Mercier also said there is a belief that mergers will occur in the implantable device industry and consolidation could have a negative impact on the companies involved.
Still, he said, “our business grew 40% last year and we anticipate similar growth in 2007.”
Aarons said he also has noticed a trend towards companies hiring executives with more consumer orientation – which is perhaps even driving people from what were traditional consumer-recognized markets to the medical device market, he said.
“That’s a move towards recognizing that the patient is playing an increasing role in the purchasing of these products,” Aarons said.
For example, he said, for the treatment of sleep apnea a patient used to go to a sleep clinic where they would be diagnosed and recommended a particular piece of hardware to use at home.
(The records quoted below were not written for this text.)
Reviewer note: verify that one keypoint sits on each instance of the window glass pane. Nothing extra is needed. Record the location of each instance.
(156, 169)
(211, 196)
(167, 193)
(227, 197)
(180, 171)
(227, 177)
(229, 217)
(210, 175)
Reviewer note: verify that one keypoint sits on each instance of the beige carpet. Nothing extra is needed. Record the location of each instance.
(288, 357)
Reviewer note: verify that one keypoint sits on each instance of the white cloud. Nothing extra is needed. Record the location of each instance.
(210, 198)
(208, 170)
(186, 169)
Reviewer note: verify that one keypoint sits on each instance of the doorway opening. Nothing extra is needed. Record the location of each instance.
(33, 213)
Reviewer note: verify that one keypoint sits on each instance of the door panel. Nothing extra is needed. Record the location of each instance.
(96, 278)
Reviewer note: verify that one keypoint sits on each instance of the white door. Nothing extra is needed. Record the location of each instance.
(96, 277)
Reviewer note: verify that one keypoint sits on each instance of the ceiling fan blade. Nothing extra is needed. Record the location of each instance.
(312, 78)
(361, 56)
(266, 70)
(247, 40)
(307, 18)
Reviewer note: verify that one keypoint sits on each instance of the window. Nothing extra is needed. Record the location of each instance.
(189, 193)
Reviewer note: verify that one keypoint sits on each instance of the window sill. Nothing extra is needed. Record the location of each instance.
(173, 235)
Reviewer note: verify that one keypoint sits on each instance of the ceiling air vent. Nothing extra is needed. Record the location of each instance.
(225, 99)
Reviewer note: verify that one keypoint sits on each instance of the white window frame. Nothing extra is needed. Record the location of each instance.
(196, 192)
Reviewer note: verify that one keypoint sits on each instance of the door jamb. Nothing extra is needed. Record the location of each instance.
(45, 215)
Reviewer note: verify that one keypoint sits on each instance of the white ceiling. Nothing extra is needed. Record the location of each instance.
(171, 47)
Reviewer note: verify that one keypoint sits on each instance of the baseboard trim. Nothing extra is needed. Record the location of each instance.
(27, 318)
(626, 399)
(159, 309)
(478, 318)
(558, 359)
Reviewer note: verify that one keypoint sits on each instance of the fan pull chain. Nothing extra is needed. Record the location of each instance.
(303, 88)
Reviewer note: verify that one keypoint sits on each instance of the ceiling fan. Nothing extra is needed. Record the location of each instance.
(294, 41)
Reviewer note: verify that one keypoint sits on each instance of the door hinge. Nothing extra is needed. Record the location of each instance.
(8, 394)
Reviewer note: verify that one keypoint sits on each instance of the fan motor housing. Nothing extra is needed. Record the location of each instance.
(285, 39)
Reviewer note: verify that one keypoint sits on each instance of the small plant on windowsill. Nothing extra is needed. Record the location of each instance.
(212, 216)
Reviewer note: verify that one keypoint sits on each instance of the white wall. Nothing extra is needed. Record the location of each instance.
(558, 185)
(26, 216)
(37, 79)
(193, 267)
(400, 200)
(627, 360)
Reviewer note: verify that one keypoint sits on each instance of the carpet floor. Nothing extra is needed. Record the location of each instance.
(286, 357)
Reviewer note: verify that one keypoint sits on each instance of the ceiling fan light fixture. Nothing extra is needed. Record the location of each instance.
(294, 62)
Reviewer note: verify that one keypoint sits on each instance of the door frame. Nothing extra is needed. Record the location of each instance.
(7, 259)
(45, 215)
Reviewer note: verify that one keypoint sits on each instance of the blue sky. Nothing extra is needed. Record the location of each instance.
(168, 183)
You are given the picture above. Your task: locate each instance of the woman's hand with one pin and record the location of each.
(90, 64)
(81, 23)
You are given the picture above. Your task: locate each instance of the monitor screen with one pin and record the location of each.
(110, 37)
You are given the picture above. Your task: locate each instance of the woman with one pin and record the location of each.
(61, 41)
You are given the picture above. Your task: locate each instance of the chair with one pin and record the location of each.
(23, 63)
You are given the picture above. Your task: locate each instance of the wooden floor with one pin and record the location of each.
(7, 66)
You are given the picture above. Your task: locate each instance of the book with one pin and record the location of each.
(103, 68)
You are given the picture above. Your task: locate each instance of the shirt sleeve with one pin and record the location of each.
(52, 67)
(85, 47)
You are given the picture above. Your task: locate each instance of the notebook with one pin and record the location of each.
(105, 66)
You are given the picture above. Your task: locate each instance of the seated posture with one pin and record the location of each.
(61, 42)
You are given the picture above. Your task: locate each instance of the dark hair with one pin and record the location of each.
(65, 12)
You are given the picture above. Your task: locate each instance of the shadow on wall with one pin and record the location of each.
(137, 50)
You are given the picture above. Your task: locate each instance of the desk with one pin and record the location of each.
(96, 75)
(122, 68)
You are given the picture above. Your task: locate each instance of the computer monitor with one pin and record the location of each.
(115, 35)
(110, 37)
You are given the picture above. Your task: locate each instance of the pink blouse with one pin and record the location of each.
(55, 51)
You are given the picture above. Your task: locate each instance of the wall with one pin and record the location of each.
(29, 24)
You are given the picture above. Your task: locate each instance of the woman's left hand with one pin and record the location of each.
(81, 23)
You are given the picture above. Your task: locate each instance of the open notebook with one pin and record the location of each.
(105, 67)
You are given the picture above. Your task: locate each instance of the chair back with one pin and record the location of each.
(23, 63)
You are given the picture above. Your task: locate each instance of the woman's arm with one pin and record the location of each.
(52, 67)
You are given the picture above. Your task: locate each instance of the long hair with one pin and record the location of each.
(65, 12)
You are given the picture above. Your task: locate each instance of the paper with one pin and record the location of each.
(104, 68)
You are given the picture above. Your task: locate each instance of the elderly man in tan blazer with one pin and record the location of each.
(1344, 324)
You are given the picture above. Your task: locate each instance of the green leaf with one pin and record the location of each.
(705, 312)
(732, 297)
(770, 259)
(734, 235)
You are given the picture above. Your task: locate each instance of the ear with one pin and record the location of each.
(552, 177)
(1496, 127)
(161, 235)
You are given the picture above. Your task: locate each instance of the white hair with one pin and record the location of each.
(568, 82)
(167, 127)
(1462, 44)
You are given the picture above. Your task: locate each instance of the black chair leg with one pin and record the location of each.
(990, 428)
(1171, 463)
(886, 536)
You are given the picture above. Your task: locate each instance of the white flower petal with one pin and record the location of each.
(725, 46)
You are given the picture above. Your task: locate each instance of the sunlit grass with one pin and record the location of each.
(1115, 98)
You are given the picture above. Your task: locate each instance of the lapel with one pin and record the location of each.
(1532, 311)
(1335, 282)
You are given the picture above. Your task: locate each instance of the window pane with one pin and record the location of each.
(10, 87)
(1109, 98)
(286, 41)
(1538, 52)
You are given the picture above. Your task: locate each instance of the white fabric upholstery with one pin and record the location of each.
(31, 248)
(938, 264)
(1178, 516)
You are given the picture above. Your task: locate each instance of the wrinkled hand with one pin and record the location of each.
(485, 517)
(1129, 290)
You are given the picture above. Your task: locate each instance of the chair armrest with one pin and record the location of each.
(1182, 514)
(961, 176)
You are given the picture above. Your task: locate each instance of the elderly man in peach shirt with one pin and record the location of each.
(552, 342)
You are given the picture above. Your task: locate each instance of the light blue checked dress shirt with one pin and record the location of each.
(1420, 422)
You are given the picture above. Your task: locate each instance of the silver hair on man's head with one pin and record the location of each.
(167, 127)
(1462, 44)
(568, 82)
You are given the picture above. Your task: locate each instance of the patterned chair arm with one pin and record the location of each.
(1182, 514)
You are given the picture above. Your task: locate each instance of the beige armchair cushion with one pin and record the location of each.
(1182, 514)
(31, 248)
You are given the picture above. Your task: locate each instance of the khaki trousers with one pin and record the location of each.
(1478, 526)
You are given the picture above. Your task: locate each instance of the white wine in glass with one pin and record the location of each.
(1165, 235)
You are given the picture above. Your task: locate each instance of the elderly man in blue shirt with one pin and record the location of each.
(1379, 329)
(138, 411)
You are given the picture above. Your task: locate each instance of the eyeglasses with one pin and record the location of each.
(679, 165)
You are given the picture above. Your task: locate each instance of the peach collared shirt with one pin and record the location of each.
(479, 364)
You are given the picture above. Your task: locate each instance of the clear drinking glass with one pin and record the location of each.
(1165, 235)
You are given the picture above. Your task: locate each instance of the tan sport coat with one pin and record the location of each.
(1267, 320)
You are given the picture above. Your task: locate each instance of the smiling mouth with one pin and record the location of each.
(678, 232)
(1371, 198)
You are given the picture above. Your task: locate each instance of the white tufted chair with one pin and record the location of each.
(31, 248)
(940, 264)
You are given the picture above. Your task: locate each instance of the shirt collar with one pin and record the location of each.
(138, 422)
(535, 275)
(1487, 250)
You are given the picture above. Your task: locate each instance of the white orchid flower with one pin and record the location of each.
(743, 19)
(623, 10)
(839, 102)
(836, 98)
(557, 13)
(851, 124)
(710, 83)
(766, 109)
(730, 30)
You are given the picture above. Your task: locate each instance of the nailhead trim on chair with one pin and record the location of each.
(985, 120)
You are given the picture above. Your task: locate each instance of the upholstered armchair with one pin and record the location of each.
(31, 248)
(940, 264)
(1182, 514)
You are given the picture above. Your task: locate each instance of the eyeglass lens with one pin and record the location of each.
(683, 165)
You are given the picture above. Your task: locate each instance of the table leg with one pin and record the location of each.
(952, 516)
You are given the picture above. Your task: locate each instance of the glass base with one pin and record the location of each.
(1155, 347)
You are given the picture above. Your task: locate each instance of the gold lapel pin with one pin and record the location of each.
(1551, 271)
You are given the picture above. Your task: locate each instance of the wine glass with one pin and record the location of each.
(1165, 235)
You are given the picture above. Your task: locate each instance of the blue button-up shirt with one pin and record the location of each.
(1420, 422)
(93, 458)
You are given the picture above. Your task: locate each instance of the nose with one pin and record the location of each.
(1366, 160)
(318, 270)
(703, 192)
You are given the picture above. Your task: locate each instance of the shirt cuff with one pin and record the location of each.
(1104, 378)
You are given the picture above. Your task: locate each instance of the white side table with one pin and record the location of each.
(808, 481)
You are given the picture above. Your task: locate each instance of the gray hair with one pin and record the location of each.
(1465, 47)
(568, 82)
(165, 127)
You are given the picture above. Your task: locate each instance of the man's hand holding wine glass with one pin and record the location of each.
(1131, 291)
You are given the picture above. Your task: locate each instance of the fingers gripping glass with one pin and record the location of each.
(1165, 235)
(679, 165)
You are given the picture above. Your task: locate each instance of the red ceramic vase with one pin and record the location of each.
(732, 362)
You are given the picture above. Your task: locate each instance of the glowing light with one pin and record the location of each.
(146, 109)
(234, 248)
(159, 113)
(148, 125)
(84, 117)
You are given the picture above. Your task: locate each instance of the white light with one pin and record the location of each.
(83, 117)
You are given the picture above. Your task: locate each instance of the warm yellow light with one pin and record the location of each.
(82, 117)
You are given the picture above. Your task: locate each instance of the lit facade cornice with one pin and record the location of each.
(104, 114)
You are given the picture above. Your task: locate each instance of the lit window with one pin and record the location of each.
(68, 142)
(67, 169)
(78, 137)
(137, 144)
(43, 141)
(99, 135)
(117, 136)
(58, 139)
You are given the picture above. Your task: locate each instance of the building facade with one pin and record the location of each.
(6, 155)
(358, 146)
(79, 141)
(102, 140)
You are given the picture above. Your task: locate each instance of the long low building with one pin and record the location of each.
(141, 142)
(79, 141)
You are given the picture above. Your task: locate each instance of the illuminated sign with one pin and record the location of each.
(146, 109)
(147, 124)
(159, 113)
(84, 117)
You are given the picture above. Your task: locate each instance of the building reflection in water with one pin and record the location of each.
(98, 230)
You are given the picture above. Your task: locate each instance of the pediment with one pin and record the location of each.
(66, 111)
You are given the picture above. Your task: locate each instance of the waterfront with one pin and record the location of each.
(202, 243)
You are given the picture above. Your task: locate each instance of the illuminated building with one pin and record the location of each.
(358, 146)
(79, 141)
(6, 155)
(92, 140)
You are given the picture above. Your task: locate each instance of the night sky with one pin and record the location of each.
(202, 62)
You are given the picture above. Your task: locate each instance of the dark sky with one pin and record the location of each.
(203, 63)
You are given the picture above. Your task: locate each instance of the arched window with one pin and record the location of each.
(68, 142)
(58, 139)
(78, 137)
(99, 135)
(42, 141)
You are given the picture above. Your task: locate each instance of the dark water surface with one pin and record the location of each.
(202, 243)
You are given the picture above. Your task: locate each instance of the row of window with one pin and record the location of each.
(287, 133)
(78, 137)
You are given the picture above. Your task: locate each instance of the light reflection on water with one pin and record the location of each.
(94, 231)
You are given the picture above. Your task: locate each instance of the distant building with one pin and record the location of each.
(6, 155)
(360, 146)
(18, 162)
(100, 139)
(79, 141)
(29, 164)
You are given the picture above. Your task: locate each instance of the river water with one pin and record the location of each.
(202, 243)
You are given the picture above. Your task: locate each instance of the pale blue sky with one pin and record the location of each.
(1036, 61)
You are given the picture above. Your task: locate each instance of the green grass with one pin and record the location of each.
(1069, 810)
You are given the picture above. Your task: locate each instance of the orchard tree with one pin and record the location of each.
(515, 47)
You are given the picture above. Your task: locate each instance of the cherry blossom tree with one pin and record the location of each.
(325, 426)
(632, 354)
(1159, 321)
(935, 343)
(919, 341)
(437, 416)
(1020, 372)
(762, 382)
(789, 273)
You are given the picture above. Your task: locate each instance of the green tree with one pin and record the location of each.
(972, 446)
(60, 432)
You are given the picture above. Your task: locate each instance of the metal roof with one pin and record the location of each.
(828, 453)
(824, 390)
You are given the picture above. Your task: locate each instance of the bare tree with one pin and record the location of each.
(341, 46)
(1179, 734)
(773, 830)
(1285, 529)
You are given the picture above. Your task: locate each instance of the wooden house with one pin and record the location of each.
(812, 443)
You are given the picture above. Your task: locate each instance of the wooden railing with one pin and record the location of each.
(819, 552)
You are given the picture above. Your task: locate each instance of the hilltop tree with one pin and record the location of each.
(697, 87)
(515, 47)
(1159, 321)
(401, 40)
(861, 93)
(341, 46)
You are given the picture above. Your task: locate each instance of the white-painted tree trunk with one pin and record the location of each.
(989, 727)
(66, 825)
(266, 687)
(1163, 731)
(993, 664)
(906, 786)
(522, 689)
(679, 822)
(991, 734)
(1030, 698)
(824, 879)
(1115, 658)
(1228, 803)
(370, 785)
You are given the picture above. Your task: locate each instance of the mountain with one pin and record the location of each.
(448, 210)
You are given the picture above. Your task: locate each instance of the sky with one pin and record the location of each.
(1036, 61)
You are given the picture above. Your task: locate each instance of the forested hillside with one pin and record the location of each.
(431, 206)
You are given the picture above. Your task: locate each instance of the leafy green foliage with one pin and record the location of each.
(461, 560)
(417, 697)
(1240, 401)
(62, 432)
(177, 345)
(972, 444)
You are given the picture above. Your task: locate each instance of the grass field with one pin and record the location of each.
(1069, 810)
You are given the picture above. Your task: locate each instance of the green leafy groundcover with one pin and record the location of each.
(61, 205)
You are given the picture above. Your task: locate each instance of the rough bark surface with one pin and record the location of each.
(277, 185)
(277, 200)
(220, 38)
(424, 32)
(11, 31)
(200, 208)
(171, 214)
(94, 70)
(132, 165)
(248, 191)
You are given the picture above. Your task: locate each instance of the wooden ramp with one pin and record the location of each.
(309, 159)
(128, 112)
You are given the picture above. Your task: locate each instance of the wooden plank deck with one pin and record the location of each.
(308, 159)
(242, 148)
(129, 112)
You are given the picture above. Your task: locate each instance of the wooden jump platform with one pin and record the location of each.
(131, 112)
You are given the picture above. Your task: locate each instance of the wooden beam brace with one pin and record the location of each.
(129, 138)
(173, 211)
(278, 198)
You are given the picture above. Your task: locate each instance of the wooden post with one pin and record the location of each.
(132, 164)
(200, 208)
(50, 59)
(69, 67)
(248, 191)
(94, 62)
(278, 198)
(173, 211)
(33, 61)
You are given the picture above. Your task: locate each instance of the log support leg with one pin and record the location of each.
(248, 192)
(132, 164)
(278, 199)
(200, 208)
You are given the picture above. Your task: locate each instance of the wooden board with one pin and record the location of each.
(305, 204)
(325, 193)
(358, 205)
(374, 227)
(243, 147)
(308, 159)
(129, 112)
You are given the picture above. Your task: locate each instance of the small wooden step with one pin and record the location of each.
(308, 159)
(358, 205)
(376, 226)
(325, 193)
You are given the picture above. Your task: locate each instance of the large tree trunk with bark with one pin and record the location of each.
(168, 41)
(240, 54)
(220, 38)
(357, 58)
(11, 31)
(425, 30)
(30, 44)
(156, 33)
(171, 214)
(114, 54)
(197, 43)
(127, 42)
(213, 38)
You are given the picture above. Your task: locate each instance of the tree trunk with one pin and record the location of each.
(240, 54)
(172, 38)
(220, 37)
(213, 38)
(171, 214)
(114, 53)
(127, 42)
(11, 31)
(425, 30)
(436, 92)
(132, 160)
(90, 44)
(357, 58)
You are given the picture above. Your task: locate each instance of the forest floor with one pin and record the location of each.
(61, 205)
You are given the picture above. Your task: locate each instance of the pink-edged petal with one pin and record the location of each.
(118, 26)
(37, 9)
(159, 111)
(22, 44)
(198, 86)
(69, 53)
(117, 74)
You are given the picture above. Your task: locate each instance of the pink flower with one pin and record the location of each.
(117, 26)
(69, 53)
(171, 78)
When they found out that some products are more user-friendly and more comfortable to wear than others, patients started deciding what piece of hardware they were going to buy.
That created a need in the industry for companies to hire executives who were better skilled at measuring and determining customer preferences, Aarons said.
“It makes perfect sense. But five years ago it wasn’t as [obvious] as it is today.”